Filme Particular (2022), de Janaína Nagata

Durante o processo de recuperação de um projetor de 16 mm, Janaína Nagata encontrou um carretel com um filme mudo de origem desconhecida. Com 19 minutos de duração, exibidos na íntegra dentro do documentário Filme Particular, o fragmento revela uma viagem pela África do Sul, por entre safári de animais e o povo de um país. Não há juízo de valor no documentário, ao menos não a princípio, somente a curiosidade da fita encontrada (found footage). Não aquela típica de premissa do cinema de terror, mas a de quem esbarra em tesouro cinematográfico e o exuma com resultados impressionantes.

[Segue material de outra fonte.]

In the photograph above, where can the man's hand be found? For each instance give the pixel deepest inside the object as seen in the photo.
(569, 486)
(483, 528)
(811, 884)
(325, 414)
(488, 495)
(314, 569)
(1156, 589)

A partir de pistas deixadas na imagem, Janaína encena uma investigação aprofundada através do oceano de informações na internet. Um dos prazeres da narrativa é o ato de percorrer selvas de aplicativos e links, identificar e resolver quebra-cabeças que geram quebra-cabeças maiores, esperar o trailer de uma masterclass do YouTube antes de poder pulá-lo, pagar para passar pelo paywall etc. Esta tarefa se torna um esforço cinematográfico admirável em que a diretora torna o ato de investigar no fazer cinema, levando-a a descoberta dos metadados da filmagem: o local e tempo da filmagem, a condição histórica na África do Sul, com resultados imprevisíveis. 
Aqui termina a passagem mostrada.